It’s clear that attitudes towards veganism are changing. Many different people believe in veganism for differing reasons. But whether it be for health, an ethical stance on the treatment of animals and obtainment of animal by-products, or for the environment (some consider the production of non-animal stock is much kinder to the world), or an incorporation of vegan principles into their diet a few days a week in the way of a detox, all agree that veganism is catching on.
According to The Vegan Society, 1% of the population of Great Britain follow a strict vegan diet and this has gained traction ‘hugely’ in the past few years.
“People are slowly realising that vegan food is varied, creative and delicious – as well as becoming more aware of the benefits for the planet, our health, and the animals,” explains Elena Orde, communications officer at The Vegan Society and The Vegan editor.
“Fresh fruit and vegetables often make up a higher proportion of a vegan’s diet, so this is essential. Vegans cook with a variety of fruit, vegetables, nuts, seeds and pulses, so the opportunities are incredibly varied. Vegan cheese has now become much more widely available, so this is being used more and more in vegan cooking. Vegans have the same nutritional needs as non-vegans, and luckily we can meet all of these needs by eating a varied diet.”
“Restaurants seem to be slowly catching on to the vegan trend,” says Orde. “Certain chains, such as Handmade Burger, Zizzi and Wetherspoons are adding vegan options onto their menus , and are seeing great results.”
According to Rob Trounce of vegan and plant-based marketing strategy consultancy Walden, Zizzi is one restaurant that is playing the trend right, by introducing optional vegan cheese for their standard pizzas, and seeing sales boom. “Stereotypes paint a picture of vegans eating all kinds of odd foods,” he points out. “In reality, most vegans just want to be normal.”
It looks like the next five years are going to be exciting for veganism, with many more fresh produce-focused supply opportunities to come. “What we would like to see is veganism becoming as recognised and understood as vegetarianism, with a range of vegan options on every menu,” adds Orde.

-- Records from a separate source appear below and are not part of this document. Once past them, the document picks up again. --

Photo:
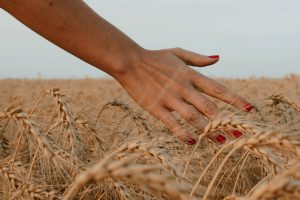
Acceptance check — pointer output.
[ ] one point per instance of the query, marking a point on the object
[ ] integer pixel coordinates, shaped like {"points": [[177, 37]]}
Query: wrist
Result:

And this looks likely. “Plant-based eating shows no signs of stopping, and the industry shows huge growth potential with the likes of Bill Gates, Khosla Ventures, even Tyson Foods now investing in plant-based products and innovation,” adds Trounce. “Restaurants are, for the most part, failing to capitalise on this trend. But, this is only going to get more popular. Unlike other diets there’s a trifecta of factors – animal welfare, personal health, and environment. Restaurants and suppliers that take notice now will gain a first-mover advantage in a growing market.”